The earliest known record of the parish church of St Giles is from the early thirteenth century. The original church was built as a Chapel of Ease to nearby Chesterton in the late 1100s.
The original church is said to have been a beautiful twelfth-century Norman edifice in the Romanesque style, with its first Rector appointed in 1215. The church was cruciform until 1639, when the south transept was found to be unsafe and demolished.
In 1757 the remainder of the building was found unsafe and deemed to be in a ‘ruinous condition and dilapidated state’. In March 1761 everything but the bell tower was demolished. Some parts of the church were preserved, including three ancient bells, altar rails and the Norman font. By September that year a new nave, chancel, and two transepts had been completed, incorporating from the old church general building materials, early Decorated Gothic windows from c1300, and a Perpendicular Gothic doorway.
At that time the church also had a sixteenth-century chalice and paten from the reign of Edward IV, as well as an eighteenth-century one from the reign of George II. These items can now be viewed in the Chapter House of Christ Church Cathedral, Oxford. The building of this second church was carried out mostly by local people, and opened on 19 April 1762, taking just one year to build.

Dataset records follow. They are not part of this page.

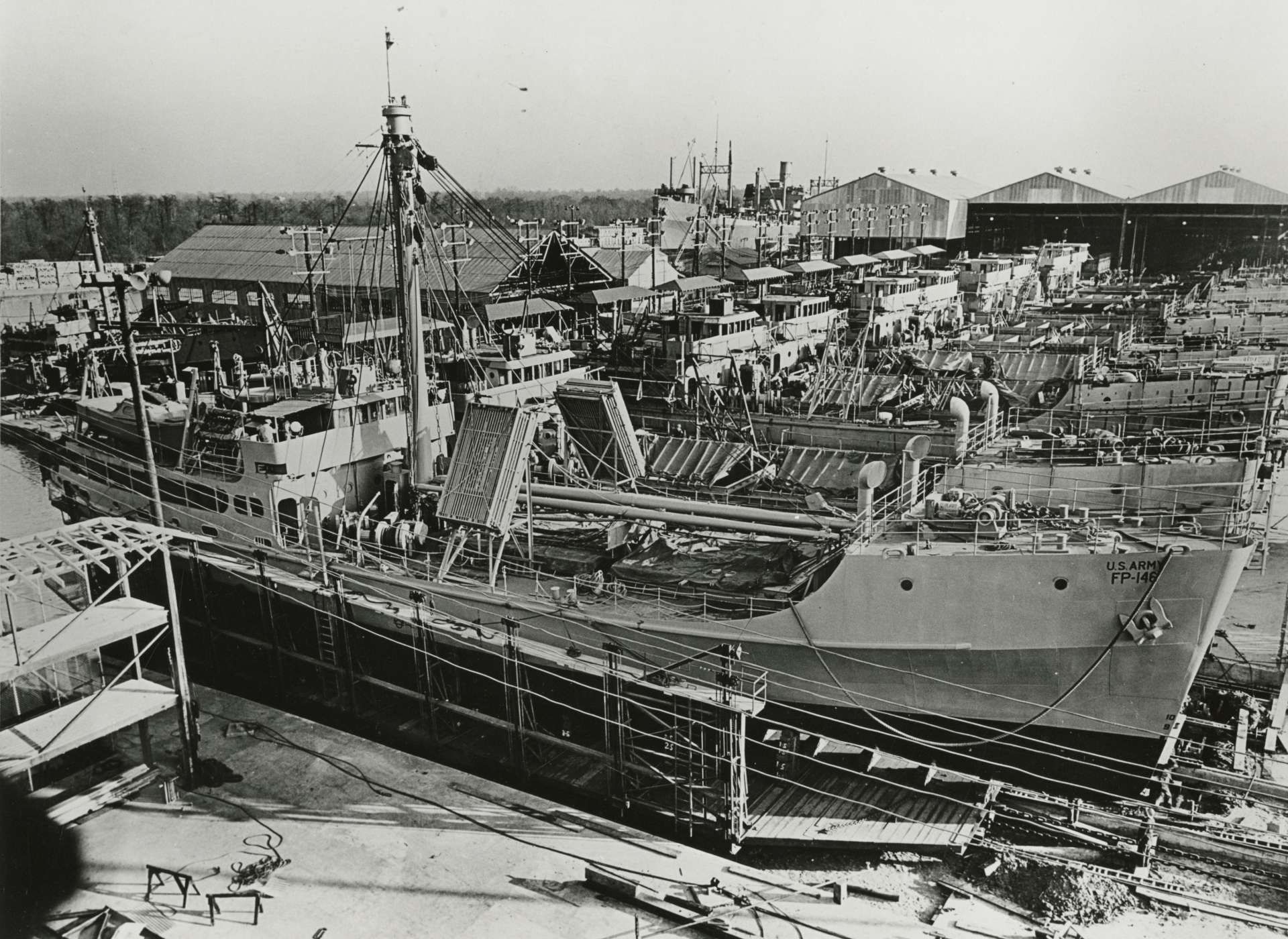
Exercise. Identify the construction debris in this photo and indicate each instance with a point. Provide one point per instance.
(1061, 893)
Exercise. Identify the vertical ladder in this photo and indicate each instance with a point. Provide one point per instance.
(326, 635)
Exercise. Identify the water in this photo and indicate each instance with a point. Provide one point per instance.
(23, 505)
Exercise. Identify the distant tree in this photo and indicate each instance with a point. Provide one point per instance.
(136, 226)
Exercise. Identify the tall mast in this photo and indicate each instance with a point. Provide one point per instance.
(401, 158)
(99, 267)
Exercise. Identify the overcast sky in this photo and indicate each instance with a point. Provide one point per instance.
(271, 96)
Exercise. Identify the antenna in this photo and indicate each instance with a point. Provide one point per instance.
(389, 84)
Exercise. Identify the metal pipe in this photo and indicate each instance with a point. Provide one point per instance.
(961, 415)
(988, 390)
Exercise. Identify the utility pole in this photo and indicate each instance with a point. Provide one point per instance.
(624, 252)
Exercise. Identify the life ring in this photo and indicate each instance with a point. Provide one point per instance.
(989, 512)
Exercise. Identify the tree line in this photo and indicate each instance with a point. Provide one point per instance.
(136, 227)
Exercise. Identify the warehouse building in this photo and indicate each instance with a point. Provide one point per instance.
(1218, 219)
(890, 210)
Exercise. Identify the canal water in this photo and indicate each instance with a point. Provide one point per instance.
(23, 505)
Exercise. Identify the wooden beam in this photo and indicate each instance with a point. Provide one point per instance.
(1240, 742)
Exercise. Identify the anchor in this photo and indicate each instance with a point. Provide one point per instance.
(1149, 625)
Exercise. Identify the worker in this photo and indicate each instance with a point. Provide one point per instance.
(1166, 793)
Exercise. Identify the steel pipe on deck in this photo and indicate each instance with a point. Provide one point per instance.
(693, 506)
(613, 505)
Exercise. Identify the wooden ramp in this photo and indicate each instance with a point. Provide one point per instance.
(833, 807)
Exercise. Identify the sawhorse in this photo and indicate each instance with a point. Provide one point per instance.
(213, 899)
(180, 880)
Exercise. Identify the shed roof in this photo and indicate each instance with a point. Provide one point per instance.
(946, 186)
(1219, 187)
(1076, 186)
(532, 306)
(814, 267)
(611, 258)
(614, 295)
(755, 275)
(688, 285)
(245, 254)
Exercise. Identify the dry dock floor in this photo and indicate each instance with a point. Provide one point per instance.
(466, 858)
(370, 865)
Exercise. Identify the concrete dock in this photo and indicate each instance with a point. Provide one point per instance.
(455, 856)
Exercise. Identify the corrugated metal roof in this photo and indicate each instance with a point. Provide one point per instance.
(532, 306)
(755, 275)
(816, 267)
(1079, 187)
(611, 258)
(614, 295)
(687, 285)
(245, 254)
(692, 460)
(813, 470)
(946, 186)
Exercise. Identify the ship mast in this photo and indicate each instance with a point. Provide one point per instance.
(99, 266)
(401, 159)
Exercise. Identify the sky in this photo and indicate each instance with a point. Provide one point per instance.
(271, 96)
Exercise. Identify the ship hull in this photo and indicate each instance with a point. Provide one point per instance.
(1000, 639)
(991, 642)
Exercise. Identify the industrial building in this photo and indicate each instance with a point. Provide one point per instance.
(886, 210)
(1216, 219)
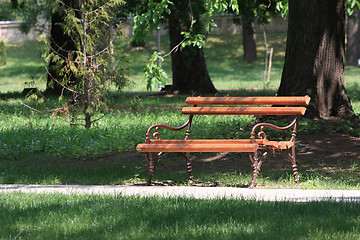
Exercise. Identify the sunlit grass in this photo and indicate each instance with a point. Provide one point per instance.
(29, 216)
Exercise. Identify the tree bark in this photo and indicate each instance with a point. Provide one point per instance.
(353, 38)
(190, 74)
(249, 40)
(314, 60)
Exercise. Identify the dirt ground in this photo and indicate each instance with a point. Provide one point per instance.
(321, 152)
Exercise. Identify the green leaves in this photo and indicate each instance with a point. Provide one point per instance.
(283, 8)
(153, 73)
(145, 23)
(351, 5)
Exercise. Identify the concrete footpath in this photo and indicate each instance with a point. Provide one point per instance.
(296, 195)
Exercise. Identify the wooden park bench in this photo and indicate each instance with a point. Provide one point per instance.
(257, 145)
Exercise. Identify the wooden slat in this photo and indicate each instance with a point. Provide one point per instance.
(206, 141)
(293, 100)
(279, 144)
(196, 147)
(244, 110)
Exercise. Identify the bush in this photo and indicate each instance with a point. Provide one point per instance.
(2, 54)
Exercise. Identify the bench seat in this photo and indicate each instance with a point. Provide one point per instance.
(211, 145)
(257, 145)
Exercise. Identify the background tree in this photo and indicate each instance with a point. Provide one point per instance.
(353, 34)
(314, 61)
(187, 33)
(251, 12)
(61, 43)
(91, 63)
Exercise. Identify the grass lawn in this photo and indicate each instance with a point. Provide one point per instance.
(35, 149)
(29, 216)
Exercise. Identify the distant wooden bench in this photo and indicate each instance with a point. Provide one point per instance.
(257, 145)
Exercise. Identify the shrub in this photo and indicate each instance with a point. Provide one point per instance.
(2, 54)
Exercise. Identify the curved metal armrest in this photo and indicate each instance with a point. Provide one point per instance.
(261, 133)
(157, 135)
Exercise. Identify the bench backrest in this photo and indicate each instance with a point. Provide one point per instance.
(282, 108)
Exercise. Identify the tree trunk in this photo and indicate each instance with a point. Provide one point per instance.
(190, 74)
(314, 61)
(353, 39)
(249, 40)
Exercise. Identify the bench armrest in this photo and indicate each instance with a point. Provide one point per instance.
(157, 135)
(262, 135)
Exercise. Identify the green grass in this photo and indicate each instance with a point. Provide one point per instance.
(29, 139)
(29, 216)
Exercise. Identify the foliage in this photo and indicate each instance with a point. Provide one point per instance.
(282, 6)
(93, 64)
(6, 13)
(158, 12)
(154, 73)
(3, 56)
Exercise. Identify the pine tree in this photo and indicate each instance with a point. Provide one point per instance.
(3, 56)
(92, 64)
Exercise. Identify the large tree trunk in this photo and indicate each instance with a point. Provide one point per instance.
(190, 75)
(249, 40)
(314, 61)
(353, 39)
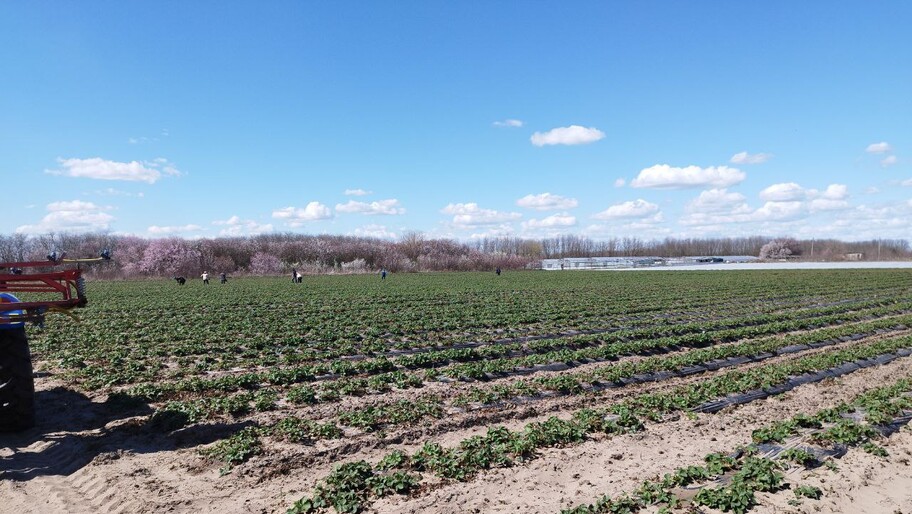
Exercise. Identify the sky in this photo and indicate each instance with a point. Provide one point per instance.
(457, 119)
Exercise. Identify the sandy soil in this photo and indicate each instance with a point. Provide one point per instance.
(90, 456)
(863, 483)
(566, 477)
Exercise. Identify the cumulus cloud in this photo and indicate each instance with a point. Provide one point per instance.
(633, 209)
(572, 135)
(502, 230)
(388, 207)
(236, 227)
(471, 215)
(784, 192)
(663, 176)
(882, 147)
(746, 158)
(156, 230)
(511, 123)
(110, 191)
(296, 216)
(554, 221)
(377, 231)
(784, 202)
(719, 201)
(101, 169)
(779, 211)
(71, 216)
(546, 202)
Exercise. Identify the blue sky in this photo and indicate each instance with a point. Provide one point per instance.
(457, 119)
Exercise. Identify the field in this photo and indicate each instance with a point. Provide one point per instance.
(768, 391)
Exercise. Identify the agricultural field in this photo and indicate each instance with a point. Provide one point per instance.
(579, 392)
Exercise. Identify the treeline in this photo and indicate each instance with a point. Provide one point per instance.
(271, 254)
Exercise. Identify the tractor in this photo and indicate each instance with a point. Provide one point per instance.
(38, 280)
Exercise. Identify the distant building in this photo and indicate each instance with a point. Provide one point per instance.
(595, 263)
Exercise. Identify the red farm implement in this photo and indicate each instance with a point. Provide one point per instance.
(47, 290)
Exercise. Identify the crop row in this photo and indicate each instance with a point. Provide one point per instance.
(435, 405)
(182, 332)
(748, 473)
(484, 361)
(349, 487)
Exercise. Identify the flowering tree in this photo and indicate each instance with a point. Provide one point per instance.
(780, 249)
(172, 256)
(263, 263)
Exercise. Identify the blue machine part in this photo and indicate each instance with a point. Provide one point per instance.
(4, 315)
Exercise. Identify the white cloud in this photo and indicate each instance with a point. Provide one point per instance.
(547, 202)
(554, 221)
(502, 230)
(389, 207)
(882, 147)
(779, 211)
(719, 201)
(508, 123)
(827, 204)
(746, 158)
(572, 135)
(110, 191)
(471, 215)
(377, 231)
(101, 169)
(236, 227)
(834, 192)
(663, 176)
(633, 209)
(173, 230)
(784, 192)
(72, 216)
(295, 216)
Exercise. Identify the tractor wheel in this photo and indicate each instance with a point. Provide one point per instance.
(17, 387)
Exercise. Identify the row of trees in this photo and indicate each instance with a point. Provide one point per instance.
(270, 254)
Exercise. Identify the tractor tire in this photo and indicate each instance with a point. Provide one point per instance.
(17, 386)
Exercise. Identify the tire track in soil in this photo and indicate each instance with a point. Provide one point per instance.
(456, 427)
(564, 477)
(325, 411)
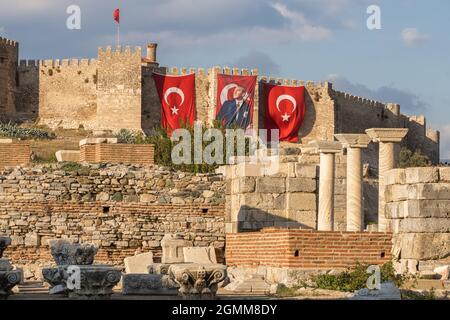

The foundations of the church continued to give trouble and in 1901/2 the medieval tower and eighteenth-century south transept were demolished. At the same time the architect John Oldrid Scott restored the remainder of the building, renewing the roof and installing new seating.
Today St Giles’ has no tower and no south transept. The tower had three bells, two cast in the sixteenth century and the third in 1695. Since the demolition of the tower these have stood in the west end of the nave. The west gable of the nave now has a bell-cote with one bell. The church still has its Norman font, ancient south doorway, and altar rails from the medieval and Stuart periods.
St Giles’ is a Grade 2 listed building.